Depression. It's a silent killer.

My dogs are what has me still breathing
Morning. My dog has often been the only thing that will get me out of bed and through the day. When my old girl had to be put down she left a huge hole in my life and I was drifting. I rescued a mutt and he’s helped to get me out of my head.
Hold them close. They are a gift and should be celebrated.
 
Morning. Back at the structure and huddling around the camp heater contemplating my choices in life.

Have the best day you can.
Be safe out there.
Love you.
 
Morning. My dog has often been the only thing that will get me out of bed and through the day. When my old girl had to be put down she left a huge hole in my life and I was drifting. I rescued a mutt and he’s helped to get me out of my head.
Hold them close. They are a gift and should be celebrated.
That is how I feel about my older dog, when my other one died I told myself I would never get another dog but then my current dog came into my life and has changed my life
 
Morning. Traveling to Seattle today. Woohoo. But seeing friends is always a bonus.
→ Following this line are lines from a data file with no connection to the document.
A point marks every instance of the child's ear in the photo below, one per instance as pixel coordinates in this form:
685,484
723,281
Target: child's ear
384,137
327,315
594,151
Have the best day you can.
Be safe out there.
Love you.
 
I'm getting the ball rolling to try ketamine injections and therapy another go. Figure I should give it the old college try before checking out. At least that way I had exhausted resources. Who knows maybe it will do something?
 
Morning. Winter is raising it freezing head here. The holidays are upon us again. After Halloween the rest of the holidays can fuck right the fuck off.
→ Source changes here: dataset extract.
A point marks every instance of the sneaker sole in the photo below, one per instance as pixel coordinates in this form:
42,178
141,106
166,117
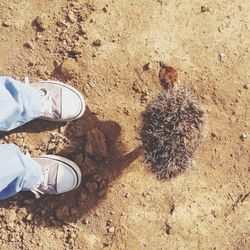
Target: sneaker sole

Have the best day you can.
Be safe out there.
Love you.
 
I am feeling sad because my oldest daughter is suffering from metastatic cancer and has just gone into hospice. While I realize it is normal and natural to feel this way, I am fighting to keep it from pulling me down to a place I don't want to be. I have already lost one son; it's not natural to outlive your children. So, I keep doing what I regularly do, which is browse the internet and occasionally post in the Lit forum. And playing golf twice a week. Fortunately, my other children are helping her and she has a good husband and friends. This is a comfort.

I realize she will probably pass away soon and not sure how I will handle it. I know it is not about me, but I want to be brave for my children. Shit...
My daughter is a fighter and is still holding on to life. Mostly she is sedated for the pain. Her husband and her siblings have maintained a vigilance with her for several weeks now and I feel for them as well. I hate to say that I hope she will pass, but it would be best for her, and her caregivers. It's like a fog that sits in one's brain. I can feel the depression trying to recapture me, but so far have pushed it away.

"They also serve who only stand and wait"
John Milton, Sonnet 19
 
My daughter is a fighter and is still holding on to life. Mostly she is sedated for the pain. Her husband and her siblings have maintained a vigilance with her for several weeks now and I feel for them as well. I hate to say that I hope she will pass, but it would be best for her, and her caregivers. It's like a fog that sits in one's brain. I can feel the depression trying to recapture me, but so far have pushed it away.

"They also serve who only stand and wait"
John Milton, Sonnet 19
Hang in there, think of the great times you have had with her. Her presence was a blessing, be strong for her and for your family.
 
My daughter is a fighter and is still holding on to life. Mostly she is sedated for the pain. Her husband and her siblings have maintained a vigilance with her for several weeks now and I feel for them as well. I hate to say that I hope she will pass, but it would be best for her, and her caregivers. It's like a fog that sits in one's brain. I can feel the depression trying to recapture me, but so far have pushed it away.

"They also serve who only stand and wait"
John Milton, Sonnet 19
I am sorry you, your daughter and your family are going thru this. I wish there was something I could say or do.

It is a very difficult time. I am sorry.

I try to help lift my own and other people’s spirits. I hope these flowers will help in some small way. Perhaps they will brighten your day just a tiny bit.





 
My daughter is a fighter and is still holding on to life. Mostly she is sedated for the pain. Her husband and her siblings have maintained a vigilance with her for several weeks now and I feel for them as well. I hate to say that I hope she will pass, but it would be best for her, and her caregivers. It's like a fog that sits in one's brain. I can feel the depression trying to recapture me, but so far have pushed it away.

"They also serve who only stand and wait"
John Milton, Sonnet 19
Thank you for your update. I understand your hope for her passing and the end of her pain. I hoped for that as well when my mom was ill.
We’re here. Please know that and know you’re not alone in this.

Be safe out there.
Love you.
 
Thank you for your update. I understand your hope for her passing and the end of her pain. I hoped for that as well when my mom was ill.
We’re here. Please know that and know you’re not alone in this.

Be safe out there.
Love you.
When my dad was bedbound after losing a foot and suffering alzheimers, I had a similar hope. He's passed, and I miss him intensely, but I'm glad he's no longer confused & suffering. I'm sorry you both had similar experiences - I'd not wish that on anyone.